Столь прямой ответ до того понравился Доктору, что он, встав из кресла и ухмыльнувшись до ушей, налил себе еще рюмочку. Особенно пришлась ему по сердцу смесь хитрости и прямоты, образующая, хоть Доктор того еще и не понял, коренной дар Стирпайка.
И Прюнскваллора, и сестру его безусловно обрадовало знакомство с молодым человеком, не лишенным ума, сколь бы извилистым ум этот ни был. Нельзя, конечно, сказать, что в Горменгасте вовсе не имелось людей развитых, но встречи с ними в последнее время стали как-то редки. Графиню никто не назвал бы увлекательной собеседницей. Граф пребывал обычно в настроении слишком подавленном, чтобы распространяться о предметах, о которых он, если бы пожелал, мог бы говорить с упоительной проникновенностью, и говорить часами.
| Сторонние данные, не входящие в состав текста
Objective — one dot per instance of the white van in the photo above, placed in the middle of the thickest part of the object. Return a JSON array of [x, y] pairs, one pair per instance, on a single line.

А беседовать о чем бы то ни было с сестрами-двойняшками было бессмысленно – нить разговора они теряли мгновенно.
Помимо слуг, в замке имелись и иные люди, с которыми Прюнскваллор, выполняя свои светские и профессиональные обязанности, встречался почти ежедневно, но сама частость подобных встреч притупила его интерес к тому, что говорили эти люди, и оттого он приятно удивился, обнаружив в Стирпайке, сколь ни был тот молод, дар слова и оживленный ум. Госпожа Прюнскваллор встречалась с людьми реже, чем брат. Сказанное Стирпайком о ее платье доставило ей удовольствие, а то, как он позаботился о ее удобствах, польстило. Ростом он, правда, не вышел. Одеждой его она, разумеется, займется сама. Правда, глаза юноши, сидящие так близко и так напряженно сосредоточенные, поначалу показались ей обезьяньими, но, понемногу свыкнувшись с ними, она обнаружила нечто волнующее в том, как смотрят на нее эти глаза. Взгляд их внушал ей чувство, что Стирпайк видит в ней не только свою госпожу, но и женщину.
Ирма Прюнскваллор, обладая умом быстрым и резким, но – в противоположность брату – поверхностным, инстинктивно признала в юноше черту одаренности, родственной ее собственной, только более глубокой. Она уже вышла из возраста, в котором женщина может мечтать о замужестве. Если у какого-нибудь мужчины и возникали когда-либо помыслы о ней, как о возможной жене, наличие в нем еще и отваги, достаточной, чтобы заговорить с нею об этом, было бы совпадением слишком счастливым, чтобы в него можно было поверить. Ирма Прюнскваллор подобного человека никогда не встречала, все ее поклонники дальше пустых разговоров не шли.
Случилось так, что перед тем, как течение мыслей ее было прервано шагами Стирпайка за дверью спальни, Ирма Прюнскваллор пребывала в настроенье подавленном. Большинству людей случается предаваться воспоминаниям, по ходу которых мысли их обращаются к самым непривлекательным эпизодам прошлого. Ирма Прюнскваллор исключения не составляла, но в сегодняшнем ее унынии присутствовало нечто неуправляемое. Водрузив, прежде чем усесться перед зеркалом, очки на нос, она зашла так далеко, что даже заломила руки. Ее мало заботили те очевидные обстоятельства, что шея у нее длинновата, рот тонок и тверд, нос слишком остер, а глаз за очками и вовсе не видно, она сосредоточилась на изобилии жестких седоватых волос, волна за волной уходивших ото лба назад, к основанию шеи, где они собирались в тугой узел, и на качестве кожи, действительно безупречной. Двух этих особенностей было, на взгляд госпожи Прюнскваллор, более чем достаточно, чтобы сделать ее предметом вожделения. И где же оно, спрашивается? Да и кому тут было вожделеть ее или хотя бы расточать комплименты ее бесподобной коже и роскоши волос?